- Born: Swaminathan Karuppa Gounden 1927 Durban, Natal Province Union of South Africa
- Died: 30 November 2021 (aged 93)
- Political party: African National Congress
- Other political affiliations: Natal Indian Congress South African Communist Party

= Swami Gounden =

Anti-apartheid activist and trade unionist (1927–2021)

Swaminathan Karuppa "Swami" Gounden (1927 – 30 November 2021) was a South African trade unionist and anti-apartheid activist from Natal.

== Life and activism ==
Born in 1927 in Durban, Gounden entered politics through the trade union movement and joined the Communist Party of South Africa at Magazine Barracks in 1944. The following year, he was a member of the progressive faction of the Natal Indian Congress that installed Monty Naicker at the head of the congress, ousting its conservative incumbent leadership. He was active in the congress's passive resistance campaign against the so-called Ghetto Act.

He joined the African National Congress (ANC) in 1950 and participated in the 1952 Defiance Campaign and 1955 Congress of the People.

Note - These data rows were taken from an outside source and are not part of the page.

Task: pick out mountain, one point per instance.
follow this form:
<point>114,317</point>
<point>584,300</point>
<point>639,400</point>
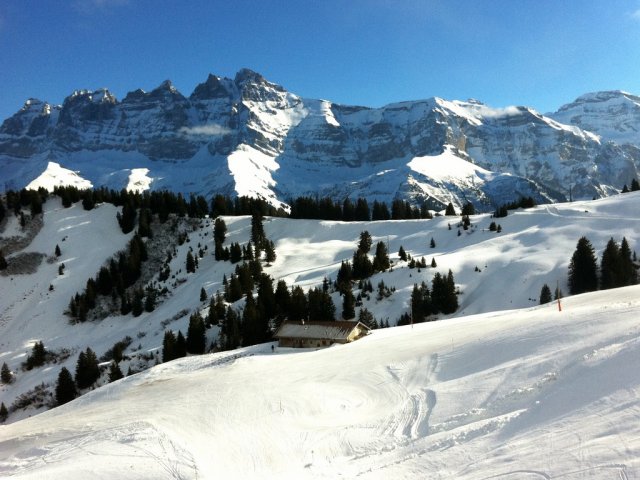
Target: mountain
<point>249,136</point>
<point>613,115</point>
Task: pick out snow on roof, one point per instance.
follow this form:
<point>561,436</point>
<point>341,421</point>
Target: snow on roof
<point>329,330</point>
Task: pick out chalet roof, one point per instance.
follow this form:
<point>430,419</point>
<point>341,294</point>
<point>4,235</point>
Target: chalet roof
<point>322,330</point>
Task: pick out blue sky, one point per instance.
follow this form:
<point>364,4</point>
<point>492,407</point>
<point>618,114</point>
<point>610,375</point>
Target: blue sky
<point>539,53</point>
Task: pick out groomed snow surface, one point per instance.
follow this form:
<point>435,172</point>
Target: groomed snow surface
<point>502,389</point>
<point>530,394</point>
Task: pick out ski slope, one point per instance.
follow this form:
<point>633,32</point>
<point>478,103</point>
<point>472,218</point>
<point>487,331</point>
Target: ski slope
<point>527,394</point>
<point>448,399</point>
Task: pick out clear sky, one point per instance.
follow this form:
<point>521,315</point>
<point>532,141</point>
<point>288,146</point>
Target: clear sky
<point>539,53</point>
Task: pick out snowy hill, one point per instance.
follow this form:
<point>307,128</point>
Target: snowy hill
<point>493,271</point>
<point>527,394</point>
<point>249,136</point>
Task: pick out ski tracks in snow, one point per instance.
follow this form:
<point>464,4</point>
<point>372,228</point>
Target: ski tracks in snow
<point>411,420</point>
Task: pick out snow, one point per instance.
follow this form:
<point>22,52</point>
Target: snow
<point>499,395</point>
<point>55,175</point>
<point>139,181</point>
<point>448,167</point>
<point>503,388</point>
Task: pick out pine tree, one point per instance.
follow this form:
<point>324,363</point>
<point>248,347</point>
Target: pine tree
<point>628,272</point>
<point>196,338</point>
<point>168,346</point>
<point>366,317</point>
<point>65,388</point>
<point>348,305</point>
<point>219,230</point>
<point>181,346</point>
<point>381,259</point>
<point>320,305</point>
<point>298,308</point>
<point>364,245</point>
<point>137,306</point>
<point>37,357</point>
<point>191,263</point>
<point>5,374</point>
<point>545,294</point>
<point>150,300</point>
<point>114,372</point>
<point>611,266</point>
<point>450,211</point>
<point>87,369</point>
<point>270,252</point>
<point>583,268</point>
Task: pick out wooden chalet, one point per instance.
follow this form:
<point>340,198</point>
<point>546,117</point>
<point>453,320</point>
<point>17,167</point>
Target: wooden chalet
<point>319,334</point>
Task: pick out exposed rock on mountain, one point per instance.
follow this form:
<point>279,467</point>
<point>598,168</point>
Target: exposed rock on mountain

Over the next five decades, he was active in civic organisations in Natal, notably residents' associations in Asherville and the United Democratic Front. In 2018, President Cyril Ramaphosa awarded him the Order of Luthuli in Silver, "For his life-long and courageous fight against apartheid oppression".

He died on 30 November 2021, aged 93, and was granted an official provincial funeral, at which KwaZulu-Natal Premier Sihle Zikalala delivered the eulogy.